Tuesday, 29 September 2015

The Bootle Bath Murder

The killing of a Bootle woman who was found drowned in a bath in 1951 remains unsolved after her friend was tried for her murder but acquitted. It was a case which the defence barrister described as 'the most harrowing she had ever dealt with.'

Emma Grace was just 22 years old when she separated from her husband in the mid 1930s, going on to bring three children up on her own whilst working as a clerk for a pools firm. She lived in Irlam Road in Bootle in a house that was also occupied by Martin and Anna Neary and their three children. Each family had a floor in the house and they shared a bathroom.

On 25th May 1951 Emma's nineteen year old daughter Mary, a student nurse, returned home at around 5pm to find Anna sobbing hysterically. She described how she had heard Emma go to the bathroom and then raised voices, so when she went up to see what was happening a man had threatened her with a revolver then lifted Emma into the bath and drowned her before making off. When 39 year old Emma's fully clothed body was removed from the bath it was badly bruised and there had clearly been signs of a struggle.  

Anna was questioned by the police who were sceptical about her story, as they simply did not believe that the bathroom was big enough for one person to face great difficulty in drowning another while another escaped unscathed. As some of Emma's wages were found hidden within the fireplace in Anna's room, they concluded that she had committed the murder with robbery as a motive, refusing to believe her statement that a large man with hairy hands had committed the deed.

At lunchtime the following day Anna was charged and replied 'Why should I kill her, she has been awfully good to me.' A special court in Bootle was convened and Anna was formally remanded, leading to her shouting out 'This is not justice, God help me.' She was led away to the cells on what was her 27th birthday leaving her husband in the public gallery holding a young baby

Anna was 26 years old and had been born in France to Polish parents. After growing up near Lille, she had come to Britain after the war, during which she met her husband who was a serviceman with the RAF.

Martin's sister Margaret took the couple's children into her care, telling them that their mother was in hospital.

The trial opened at the Manchester Assizes on 11th July, with the the prosecutors outlining the case that the man with hairy hands had not been traced and as nobody else was in the house or could have gained access, then Anna was guilty. 

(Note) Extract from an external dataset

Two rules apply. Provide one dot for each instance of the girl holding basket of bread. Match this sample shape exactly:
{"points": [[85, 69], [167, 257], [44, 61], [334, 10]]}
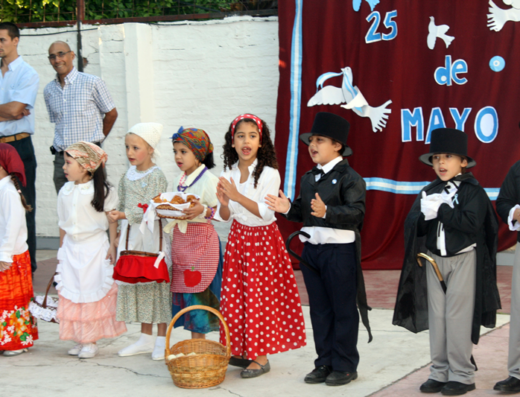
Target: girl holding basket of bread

When Anna gave her evidence on the second day she stood by what she had told the police on the fateful night, that she had gone to the bathroom where she was locked in by a man with 'big ugly hairy hands' who then threatened her with a gun before drowning Emma. Anna then went on to to describe how there were a number of unknown male visitors to Emma and her daughter, one of whom she had expressed a wish never to see again as he had a nice wife. When asked by her defence counsel Rose Heilbron if she had killed Emma she replied 'No, never' and broke down crying, leading to a five minute adjournment to allow her to regain her composure.

In her closing speech, Miss Heilbron said there was no evidence of ill feeling between the two women and that Anna was not short of money so robbery could not have been a motive.

After retiring for two and a half hours the jury returned a verdict of not guilty. There was a round of applause from the public gallery but this came to an abrupt halt as Anna fainted in the dock and it took two minutes to revive her. She was still sobbing as Justice Barry said 'You may be discharged'. Anna then turned to the jury and said 'Thank you, I swear I did not do it.'

Outside the court, Anna buried her head into the arms of her husband as she was rushed to a waiting car. Miss Heilbron said that it was the most harrowing case she had ever been involved in and family members said that Martin and Anna planned to take a holiday in France. Although Martin's four sisters and two brothers had been of great help, Anna's mother was too poor to visit England during her daughter's imprisonment and trial.

The killing of Emma Grace remains unsolved.